Amar, amar, no se amaban mucho pero tenían la nada despreciable virtud de levantar las envidias de entre los escombros. Quizás o tal vez, puede, que la ciudad en que habían aparecido para vivir tuviera cierta tendencia a estar poblada por bípedos con existencias mas bien aburridas como cualidad y tristes como calidad.
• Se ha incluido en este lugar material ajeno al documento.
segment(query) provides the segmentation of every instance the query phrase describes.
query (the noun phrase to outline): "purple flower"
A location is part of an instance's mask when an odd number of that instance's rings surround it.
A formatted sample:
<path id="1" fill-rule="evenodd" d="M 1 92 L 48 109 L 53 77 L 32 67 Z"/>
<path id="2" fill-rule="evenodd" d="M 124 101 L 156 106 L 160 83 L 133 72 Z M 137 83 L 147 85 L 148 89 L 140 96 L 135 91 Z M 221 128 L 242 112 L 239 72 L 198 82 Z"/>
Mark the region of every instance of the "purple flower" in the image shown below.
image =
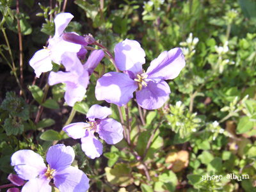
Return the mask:
<path id="1" fill-rule="evenodd" d="M 122 106 L 136 91 L 137 102 L 141 108 L 161 108 L 171 92 L 164 80 L 177 77 L 185 67 L 181 49 L 163 52 L 150 63 L 146 72 L 142 68 L 145 53 L 138 42 L 126 39 L 116 44 L 114 51 L 116 66 L 125 73 L 109 72 L 99 79 L 95 88 L 96 99 Z"/>
<path id="2" fill-rule="evenodd" d="M 42 72 L 52 69 L 52 61 L 60 65 L 61 56 L 65 52 L 76 53 L 82 48 L 81 45 L 68 42 L 62 38 L 62 33 L 73 17 L 69 13 L 60 13 L 55 17 L 55 35 L 49 39 L 48 47 L 36 52 L 29 61 L 36 77 L 39 77 Z"/>
<path id="3" fill-rule="evenodd" d="M 49 84 L 54 85 L 63 83 L 66 84 L 64 99 L 70 106 L 81 101 L 86 92 L 90 76 L 104 56 L 102 50 L 93 51 L 84 65 L 82 65 L 76 53 L 67 52 L 61 57 L 62 63 L 69 72 L 51 72 Z"/>
<path id="4" fill-rule="evenodd" d="M 89 188 L 89 179 L 83 172 L 70 166 L 75 157 L 73 148 L 63 144 L 51 147 L 46 154 L 47 167 L 44 159 L 31 150 L 20 150 L 12 156 L 12 166 L 19 177 L 28 180 L 22 192 L 51 192 L 49 184 L 53 179 L 61 192 L 84 191 Z"/>
<path id="5" fill-rule="evenodd" d="M 123 139 L 121 124 L 107 118 L 111 113 L 111 110 L 107 107 L 93 105 L 86 115 L 89 122 L 71 124 L 63 130 L 73 139 L 81 138 L 82 150 L 87 156 L 92 159 L 99 157 L 102 154 L 103 145 L 94 136 L 95 132 L 108 144 L 116 144 Z"/>

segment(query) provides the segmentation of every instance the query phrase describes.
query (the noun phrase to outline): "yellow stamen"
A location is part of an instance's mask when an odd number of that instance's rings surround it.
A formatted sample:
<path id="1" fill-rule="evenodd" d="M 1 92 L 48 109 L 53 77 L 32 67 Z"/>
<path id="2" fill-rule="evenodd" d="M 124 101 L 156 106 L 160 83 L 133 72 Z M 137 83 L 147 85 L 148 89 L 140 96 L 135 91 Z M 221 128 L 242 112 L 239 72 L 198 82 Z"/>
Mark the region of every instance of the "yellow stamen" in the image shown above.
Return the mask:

Se habían construido con los cantos rodados de mil ruinas una inútil buena reputación para disfrutar de los días que sin duda los iban haciendo cada vez más viejos y decididamente conscientes de su creciente ignorancia. Habían aprendido que la edad inflamaba el conocimiento de más dudas que otra cosa y, sobretodo, de desconciertos a la luz de las lunas.
Viajaban a pie como si nada y, como si nada, nadaban a contracorriente para demostrarse cuanto cuesta apagar la sed con promesas y el hambre con el aroma de comidas que nunca supieron estar. Viajaban sin salir de entre los lomos de sus viejos libros de viajes contados por otros que tampoco estuvieron allí… y se conformaban con deshacer las maletas de los vecinos de al lado… solo eso y hurgar en el invernadero del patio posterior hasta dar con un puñado de cogollos relajantes y hacer de un simple pastel una fiesta para no olvidar en un par de lunas.
Amaban, aparentar que se amaban; aparentar entre ellos y en presencia del espejo. Al espejo con nombre que nacía sobre el suelo y viajaba intangible hasta por encima de la ventana con vistas a una ciudad dormida. Tarkovsky, el espejo, había reflejado desnudeces y estupideces, sandeces y a veces, pudiendo no rimar, placeres audaces, unas veces en blanco y negro pero casi siempre en color…
De tanto amarse de mentira terminaron ilusionados de ilusionar y desnudos de verdad, sin olvidar dar al traste con todo cuanto nunca aspiraron a ser. Y los vecinos a seguir inventando o creyendo inventos compartidos a lo largo de charlas sin principios ni fines, de esas que solo valen para pretender hacer de la vida de los otros un monumento al despropósito… apropósito de actitudes deshonestas y miserables anécdotas contenidas por las paredes de cosas que nunca fueron… Y cuanta mierda para dibujar, con la mano, una vida poblada por falsas virtudes, desvirtuadas por la incoherencia de cuerpos acostumbrados a vivir de los muros rotos de lo otros.
Amar, amar, no se amaban nada… nada de nada; pero contaban a los otros con ganas o no de oír y escuchar, que aquella vida abordada y ocupada, robada a otros, tenía todas las virtudes imaginables y también inimaginables. Viviendo de mentira, mintiendo para respirar, iban desviviendo el tiempo pautado hasta el final de la farsa o de la vida… lo que llegue primero.